In 2004, as the Lightning were on their way to winning the Cup, NHL officials noted that thanks to the desiccant system at work in Florida, the ice conditions in Tampa and Calgary were nearly identical.

The system works by using silica gel, which you commonly find in pellet form in small packets along with shoes and new clothes. The desiccant wheel absorbs moisture from the rink area by blowing air through a revolving wheel that contains desiccant material, which absorbs the water from the air.

Another great benefit to this type of system is that it allows outside fresh air to be introduced into the building. The older mechanical systems were not capable of bringing in fresh dehumidified air.

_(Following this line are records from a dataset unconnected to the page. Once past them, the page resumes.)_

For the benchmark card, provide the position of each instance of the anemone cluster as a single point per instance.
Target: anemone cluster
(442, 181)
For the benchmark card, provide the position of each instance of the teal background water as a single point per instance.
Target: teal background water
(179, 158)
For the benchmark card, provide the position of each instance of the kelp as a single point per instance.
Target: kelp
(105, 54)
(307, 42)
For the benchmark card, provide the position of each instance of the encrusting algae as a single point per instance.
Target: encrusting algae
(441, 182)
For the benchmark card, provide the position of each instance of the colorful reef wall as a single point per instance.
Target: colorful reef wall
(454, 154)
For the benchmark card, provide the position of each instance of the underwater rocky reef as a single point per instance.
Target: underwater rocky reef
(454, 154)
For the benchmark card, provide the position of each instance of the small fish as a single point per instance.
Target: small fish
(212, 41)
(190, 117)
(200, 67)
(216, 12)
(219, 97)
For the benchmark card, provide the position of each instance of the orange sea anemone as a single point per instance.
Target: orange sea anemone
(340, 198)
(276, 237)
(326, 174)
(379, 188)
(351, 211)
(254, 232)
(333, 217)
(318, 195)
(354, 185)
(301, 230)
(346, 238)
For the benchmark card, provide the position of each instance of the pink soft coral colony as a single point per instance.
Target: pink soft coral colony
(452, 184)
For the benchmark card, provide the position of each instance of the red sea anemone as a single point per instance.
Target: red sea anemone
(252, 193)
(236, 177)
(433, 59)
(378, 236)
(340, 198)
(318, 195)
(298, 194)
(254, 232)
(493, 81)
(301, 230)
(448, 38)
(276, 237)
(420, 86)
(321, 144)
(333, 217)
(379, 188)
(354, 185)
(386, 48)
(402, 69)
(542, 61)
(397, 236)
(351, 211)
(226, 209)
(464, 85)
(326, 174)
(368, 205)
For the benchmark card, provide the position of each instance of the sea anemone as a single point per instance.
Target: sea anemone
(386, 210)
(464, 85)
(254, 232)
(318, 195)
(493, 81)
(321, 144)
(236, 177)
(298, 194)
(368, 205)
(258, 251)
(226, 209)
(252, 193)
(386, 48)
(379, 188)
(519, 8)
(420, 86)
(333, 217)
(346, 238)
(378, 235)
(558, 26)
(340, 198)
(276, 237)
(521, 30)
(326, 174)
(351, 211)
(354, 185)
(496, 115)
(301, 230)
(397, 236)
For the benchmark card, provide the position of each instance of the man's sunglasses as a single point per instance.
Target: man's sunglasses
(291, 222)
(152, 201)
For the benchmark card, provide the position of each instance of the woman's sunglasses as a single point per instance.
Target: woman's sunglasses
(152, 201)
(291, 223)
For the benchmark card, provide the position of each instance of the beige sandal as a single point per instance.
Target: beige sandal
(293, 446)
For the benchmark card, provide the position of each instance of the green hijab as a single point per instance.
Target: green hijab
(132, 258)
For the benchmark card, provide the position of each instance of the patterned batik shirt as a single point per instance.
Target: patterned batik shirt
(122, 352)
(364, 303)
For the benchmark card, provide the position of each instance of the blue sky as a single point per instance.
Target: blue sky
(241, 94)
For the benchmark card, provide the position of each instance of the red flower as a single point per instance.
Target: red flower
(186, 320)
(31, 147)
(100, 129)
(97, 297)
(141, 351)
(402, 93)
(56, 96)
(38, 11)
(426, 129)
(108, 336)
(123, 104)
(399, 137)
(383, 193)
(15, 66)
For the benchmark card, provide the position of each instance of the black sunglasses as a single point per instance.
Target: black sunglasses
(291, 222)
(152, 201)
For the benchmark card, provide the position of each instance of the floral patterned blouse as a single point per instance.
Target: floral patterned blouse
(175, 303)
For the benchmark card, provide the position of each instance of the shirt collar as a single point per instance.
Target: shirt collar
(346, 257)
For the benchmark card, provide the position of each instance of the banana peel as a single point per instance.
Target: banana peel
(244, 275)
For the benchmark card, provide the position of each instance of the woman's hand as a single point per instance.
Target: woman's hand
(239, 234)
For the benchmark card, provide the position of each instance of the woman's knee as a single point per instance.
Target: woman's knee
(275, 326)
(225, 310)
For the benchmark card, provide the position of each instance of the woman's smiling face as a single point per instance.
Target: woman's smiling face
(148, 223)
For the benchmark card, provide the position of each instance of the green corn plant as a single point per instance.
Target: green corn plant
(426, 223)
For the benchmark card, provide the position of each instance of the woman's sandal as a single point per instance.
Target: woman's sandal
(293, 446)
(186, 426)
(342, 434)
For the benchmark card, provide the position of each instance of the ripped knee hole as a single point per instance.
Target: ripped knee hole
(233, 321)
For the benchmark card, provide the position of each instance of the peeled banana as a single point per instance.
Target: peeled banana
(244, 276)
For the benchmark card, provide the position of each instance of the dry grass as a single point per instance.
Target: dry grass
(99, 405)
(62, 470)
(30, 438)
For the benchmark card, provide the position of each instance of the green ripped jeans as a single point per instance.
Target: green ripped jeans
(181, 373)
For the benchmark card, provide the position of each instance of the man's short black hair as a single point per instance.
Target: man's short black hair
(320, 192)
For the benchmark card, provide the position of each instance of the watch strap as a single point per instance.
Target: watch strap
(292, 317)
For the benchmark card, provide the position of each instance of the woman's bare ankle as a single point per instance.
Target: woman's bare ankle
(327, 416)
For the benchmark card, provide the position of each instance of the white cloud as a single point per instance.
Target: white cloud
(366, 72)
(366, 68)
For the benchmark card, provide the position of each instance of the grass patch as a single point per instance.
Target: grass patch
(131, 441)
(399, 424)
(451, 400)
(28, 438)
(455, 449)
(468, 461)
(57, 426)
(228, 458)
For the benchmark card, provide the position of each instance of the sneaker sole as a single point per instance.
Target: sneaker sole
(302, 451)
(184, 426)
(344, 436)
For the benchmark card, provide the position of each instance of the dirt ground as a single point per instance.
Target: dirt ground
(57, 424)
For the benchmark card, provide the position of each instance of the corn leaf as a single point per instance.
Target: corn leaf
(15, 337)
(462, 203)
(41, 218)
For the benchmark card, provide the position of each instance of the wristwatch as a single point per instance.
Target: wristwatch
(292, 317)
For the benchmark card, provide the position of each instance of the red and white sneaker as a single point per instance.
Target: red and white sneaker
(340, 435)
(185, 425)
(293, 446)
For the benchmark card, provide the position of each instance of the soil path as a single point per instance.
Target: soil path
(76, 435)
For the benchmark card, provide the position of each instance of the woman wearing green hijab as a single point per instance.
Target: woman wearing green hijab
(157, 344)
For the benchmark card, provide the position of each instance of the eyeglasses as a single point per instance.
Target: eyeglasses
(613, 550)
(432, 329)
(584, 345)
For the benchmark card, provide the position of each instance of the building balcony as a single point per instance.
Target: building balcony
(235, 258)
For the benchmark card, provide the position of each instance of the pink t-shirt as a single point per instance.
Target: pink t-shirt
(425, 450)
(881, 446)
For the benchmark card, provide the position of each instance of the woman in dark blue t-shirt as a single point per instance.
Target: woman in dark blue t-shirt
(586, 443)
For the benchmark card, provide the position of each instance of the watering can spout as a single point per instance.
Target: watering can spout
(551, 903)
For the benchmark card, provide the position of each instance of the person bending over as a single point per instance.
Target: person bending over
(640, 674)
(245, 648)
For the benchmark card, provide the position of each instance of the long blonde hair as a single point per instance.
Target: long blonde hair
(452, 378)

But the cost of installing a desiccant system (roughly $60,000 for a single ice sheet) has many arena owners shying away from the technology, and putting up with bad ice, fog and condensation for part of a season.

It’s that refusal to adapt that has some in the industry steamed.

“We’ve got to get beyond the ‘deal with it’ stage,” Wescott says, noting that comfortable, well-maintained arenas with good ice are vital to attracting the next generation of hockey players to try the sport.

“We can’t sell people a 1975 Ford LTD today when they’re used to driving a new Escalade.”